The Delhi Police case at the bail stage
Drawing comparisons to recent events in Bangladesh and Nepal, the Delhi Police have projected the riots as planned rather than spontaneous in their affidavit and submissions, arguing that speeches and protest logistics were used to divide society along communal lines and effect a regime change through orchestrated violence.
Additionally, they have described the accused as “anti-nationals, not intellectuals.” This is a strong rhetorical choice, but at the bail stage, it ultimately comes down to whether the documents, chats, CDRs, witness statements, and financial records show a cogent, deliberate design connecting the accused to the alleged terror acts.
Legally, the Delhi Police’s view is supported by three essential points:
Existing High Court ruling on a prima facie case: The Watali test was already employed by the Delhi High Court in its 133 page ruling, which concluded that there are good reasons to think the charges are first accurate. That is the exact order that is being contested. The Supreme Court would essentially have to disagree with this initial assessment while adhering to the same Section 43D(5) restrictions in order to grant bail.

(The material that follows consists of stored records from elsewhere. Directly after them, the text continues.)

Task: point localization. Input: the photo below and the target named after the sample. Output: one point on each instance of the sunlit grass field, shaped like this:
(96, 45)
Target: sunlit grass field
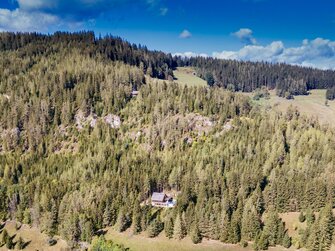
(313, 104)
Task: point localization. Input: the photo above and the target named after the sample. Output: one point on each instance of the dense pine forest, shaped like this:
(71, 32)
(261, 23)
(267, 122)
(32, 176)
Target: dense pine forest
(79, 153)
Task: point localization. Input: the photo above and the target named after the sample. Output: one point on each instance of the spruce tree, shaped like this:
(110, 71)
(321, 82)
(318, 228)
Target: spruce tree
(169, 227)
(179, 228)
(196, 236)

Scale and complexity as a reason for the delay: A large portion of the time is explained by the several chargesheets, hundreds of witnesses, and countless accused. Additionally, the record indicates that certain delays can be attributed to defense strategy rather than just the State. The claim that extended detention alone warrants bail seems exaggerated in such a situation.

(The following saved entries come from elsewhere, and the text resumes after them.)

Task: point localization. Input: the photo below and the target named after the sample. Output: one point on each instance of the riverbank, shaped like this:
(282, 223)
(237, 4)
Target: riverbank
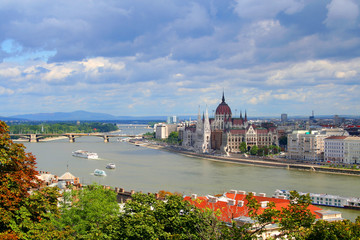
(278, 163)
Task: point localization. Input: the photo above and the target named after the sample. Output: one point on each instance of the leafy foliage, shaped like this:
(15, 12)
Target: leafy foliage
(23, 215)
(88, 211)
(145, 217)
(173, 138)
(243, 147)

Conspiracy at the center of the matter: The defence’s arguments consistently emphasize the lack of weapons, CCTV footage, FIRs, or direct aggression. However, this is exactly the goal of a broader conspiracy prosecution, which aims to criminalize those who plan, organize, and intensify disruption while others carry it out. The statutory framework of UAPA just questions whether the police’s perspective on the documents is reasonably believable, whether they finally prevail at trial is a concern for the future.
Conclusion
The Delhi riots conspiracy accused’s reply arguments effectively highlight important civil liberty issues, including as six years in detention, overlapping speech charges, and the dangers of classifying dissent as terrorism. They are worthy of careful thought.
However, many of these submissions seem to drive the Supreme Court toward a merits re-appraisal that the bail structure is intended to avoid when seen solely through the prism of Section 43D(5) UAPA and the Delhi High Court’s earlier rulings. Typical trial questions that are not usually decisive at the prima facie bail stage include alibi, speech interpretation, the qualitative nature of protest funding, and the weight of CDRs versus oral testimony.

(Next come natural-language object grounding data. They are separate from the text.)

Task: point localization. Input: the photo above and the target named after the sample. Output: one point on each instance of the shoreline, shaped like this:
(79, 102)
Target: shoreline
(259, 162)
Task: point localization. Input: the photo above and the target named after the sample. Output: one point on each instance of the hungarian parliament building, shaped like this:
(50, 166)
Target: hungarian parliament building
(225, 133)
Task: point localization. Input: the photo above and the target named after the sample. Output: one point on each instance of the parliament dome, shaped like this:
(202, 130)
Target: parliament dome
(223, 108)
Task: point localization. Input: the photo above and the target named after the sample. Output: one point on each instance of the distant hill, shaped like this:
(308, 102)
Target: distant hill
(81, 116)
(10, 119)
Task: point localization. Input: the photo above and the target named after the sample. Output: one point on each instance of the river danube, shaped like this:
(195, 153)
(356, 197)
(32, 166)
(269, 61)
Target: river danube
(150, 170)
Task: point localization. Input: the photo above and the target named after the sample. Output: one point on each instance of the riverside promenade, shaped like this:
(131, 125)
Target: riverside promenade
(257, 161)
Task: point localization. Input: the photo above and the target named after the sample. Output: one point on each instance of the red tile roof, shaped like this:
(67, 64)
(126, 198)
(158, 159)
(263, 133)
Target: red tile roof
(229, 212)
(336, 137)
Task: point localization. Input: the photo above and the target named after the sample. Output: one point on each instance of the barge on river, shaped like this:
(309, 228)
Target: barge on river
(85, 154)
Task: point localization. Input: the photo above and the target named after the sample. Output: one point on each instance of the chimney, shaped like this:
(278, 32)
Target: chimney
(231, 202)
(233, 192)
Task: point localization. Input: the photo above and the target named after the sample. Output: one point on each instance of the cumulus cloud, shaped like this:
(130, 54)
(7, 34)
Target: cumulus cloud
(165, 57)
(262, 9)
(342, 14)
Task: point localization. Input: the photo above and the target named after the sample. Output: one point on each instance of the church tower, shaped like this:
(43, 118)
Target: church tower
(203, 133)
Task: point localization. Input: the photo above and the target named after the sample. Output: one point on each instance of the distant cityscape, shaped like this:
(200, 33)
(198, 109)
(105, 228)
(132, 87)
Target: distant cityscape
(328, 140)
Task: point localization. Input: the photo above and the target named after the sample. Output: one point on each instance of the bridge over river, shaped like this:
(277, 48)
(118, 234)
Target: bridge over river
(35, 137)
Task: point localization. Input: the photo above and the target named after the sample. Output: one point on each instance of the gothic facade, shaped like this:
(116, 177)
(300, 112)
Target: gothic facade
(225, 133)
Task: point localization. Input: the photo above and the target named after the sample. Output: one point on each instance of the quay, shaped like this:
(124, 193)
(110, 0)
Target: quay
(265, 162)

The Supreme Court’s ruling will ultimately have ramifications that go well beyond the Delhi riots case. It would indicate the extent to which constitutional courts are prepared to challenge the structural ban on bail imposed by UAPA with Najeeb style liberty grounds. For the time being, a close examination of the defence arguments from yesterday’s hearing indicates that, although they are persuasive verbally, they might not be able to significantly undermine the prima facie satisfaction that now supports the Delhi Police’s case.